The EU is more than a cultural project – it is also a political project. Its members are expected to legalise and apply certain values

Former French president Nicolas Sarkozy embodied this view in his own policies towards potential Turkish membership of the EU during his time in office, and afterwards. “What is the idea behind Europe?” he asked in a 2016 interview with a French channel. “Can Turkey be regarded as a European country culturally, historically and economically speaking?”

He added: “But if we begin to explain it – that Turkey is in Europe – European school students will have to be told that the European border lies in Syria. Where’s common sense?”

Ankara’s application to join the EU dates to 1987, but in 2019 the European Parliament formally suspended negotiations with Turkey.

But the EU is more than a cultural project – it is also a political project. Its members are expected to legalise and apply certain values such as democracy, a free press, the rule of law and human rights to name a few. These values are often held up to the point of being cliched, but they are applied. The EU has fined or withheld funds to members it says have breached them – members such as Hungary and Poland, two states that do not culturally clash with the concept of “Europe”.

The EU also has several new applicants on its books including Muslim-majority Albania and Bosnia, as well as Serbia and perhaps – eventually – Ukraine. As a regional institution, the EU was always going to be exclusivist in some way, but it continues to exert a gravitational pull for neighbouring states.

Nonetheless, is there really any hope for a concept of European identity based on democratic values when a 20 per cent surge for far-right parties is broadly predicted in these elections? In a sense, the EU is a victim of its own success. Perhaps the geographical nativism embedded in the pan-European project gives even greater fire to the nativism that has already long been a feature of national politics. And as an institution that straddles the local and the global, with soft-power dominance, the EU for perhaps too long has deluded itself on its ability to transcend the national problems its members face.

One obvious issue, ignored for too long, is illegal immigration, which certainly seems to link several far-right parties across borders, and rallies voters to their cause.

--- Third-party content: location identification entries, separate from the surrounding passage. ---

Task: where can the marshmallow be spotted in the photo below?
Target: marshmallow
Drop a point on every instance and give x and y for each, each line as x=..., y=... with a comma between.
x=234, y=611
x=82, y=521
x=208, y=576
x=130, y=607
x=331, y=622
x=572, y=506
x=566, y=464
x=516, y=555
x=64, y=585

The ugly language of extreme nationalism, always more widespread during crises, suggests the institutions of the EU are not up to the task of dealing with migration, and national governments must instead build walls. The EU has to respond more robustly to such sentiments, while refraining from demonising citizens’ sentiments, expecting these problems to simply go away or merely invoking the language of a chimerical European identity.

If there is optimism, it can still be found in the ideals attached to European identity – but this is not the same as national identity. A European identity cannot not really be rooted in a cultural landscape that is far too diverse to emotionally connect everyone. Instead, a truly European identity can best be found in the political; it is the political values of EU member states that make it what it is. This must of course always be juxtaposed within an ugly history of European colonialism and conquest. But the men who threw themselves at the beaches of Normandy on D-Day 80 years ago, and who died in their droves, were sacrificing themselves for these ideals and helping to build a Europe free from fascism.

It is the upholding of these ideals, for all Europeans, born there or otherwise, EU citizens or not, that is the best way to contribute to a more unified concept of Europe and a more solid conceptualisation of European identity.